Soren Kierkegaard, Purity of Heart, (First part of Upbuilding Discourses in Various Spirits) Steere, P. 186
Given that we have a conscience, a valid opinion and an ethical prerogative to exercise our voice, how then should this be done? As recently as the 1970s there was only one place for the common man:
"If you don't have a few hours on tv a week to voice your opinion, or a column in a newspaper, then yes the street is the last resort to make yourself heard" (Ulrike Meinhof interview http://www.youtube.com/watch?v=SXIjOluD7Zg). The street and barricades notably made Kierkegaard nervous (reaction to 1848), and sooner or later the decision must be made if one may open fire.
Now we have the internet, and nobody need shoot anybody else (yet) in order to participate, but what should we do with it? The access to information ought to improve us, ought to bring us knowledge and wisdom. Unfortunately, though you can lead a boor to culture, you can't make him think. This surely is the goal of the Socratic ironist - to startle the intellect from its untroubled grazing of the unexamined fruits of complacency. This is as relevant today as it ever was.
It seems to be my destiny to discourse on truth, insofar as I discover it, in such a way that all possible authority is simultaneously demolished. Since I am incompetent and extremely undependable in men's eyes, I speak the truth and thereby place them in the contradiction from which they can be extricated only by appropriating the truth themselves. A man's personality is matured only when he appropriates the truth...
Soren Kierkegaard, Journals IV A 87 (1843)

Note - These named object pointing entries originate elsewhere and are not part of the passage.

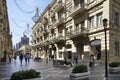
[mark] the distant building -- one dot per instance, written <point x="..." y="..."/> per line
<point x="5" y="35"/>
<point x="18" y="45"/>
<point x="66" y="27"/>
<point x="24" y="40"/>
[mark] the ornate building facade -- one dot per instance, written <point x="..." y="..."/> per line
<point x="5" y="36"/>
<point x="66" y="27"/>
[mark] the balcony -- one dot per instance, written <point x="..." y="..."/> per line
<point x="58" y="6"/>
<point x="77" y="33"/>
<point x="58" y="38"/>
<point x="45" y="31"/>
<point x="77" y="9"/>
<point x="44" y="20"/>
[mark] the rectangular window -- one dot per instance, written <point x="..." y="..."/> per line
<point x="116" y="48"/>
<point x="91" y="22"/>
<point x="77" y="28"/>
<point x="116" y="18"/>
<point x="82" y="26"/>
<point x="99" y="19"/>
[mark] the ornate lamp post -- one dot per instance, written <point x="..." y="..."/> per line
<point x="106" y="63"/>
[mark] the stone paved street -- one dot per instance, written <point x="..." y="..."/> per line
<point x="49" y="72"/>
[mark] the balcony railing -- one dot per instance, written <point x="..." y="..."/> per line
<point x="59" y="21"/>
<point x="77" y="32"/>
<point x="44" y="20"/>
<point x="59" y="5"/>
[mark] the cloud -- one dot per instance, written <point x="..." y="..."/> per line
<point x="31" y="2"/>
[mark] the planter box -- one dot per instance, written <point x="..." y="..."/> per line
<point x="114" y="69"/>
<point x="78" y="76"/>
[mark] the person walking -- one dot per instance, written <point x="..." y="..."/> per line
<point x="26" y="57"/>
<point x="10" y="57"/>
<point x="15" y="56"/>
<point x="21" y="57"/>
<point x="76" y="58"/>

I have been very receptive to Kierkegaard's thought, up to a point. I retired early from the IT industry, precisely because my sense of irony was so at odds with my daily tasks. Since then I have been following the 'aesthetic' path. I was unable to follow his step from the aesthetic to the religious, but have taken heart from his revival of Socratic irony and his unequivocal stance on intellectual compromise. I shall be as a gadfly.
I shall continue to search out knowledge.
Every human being is spirit and truth is the self-activity of appropriation.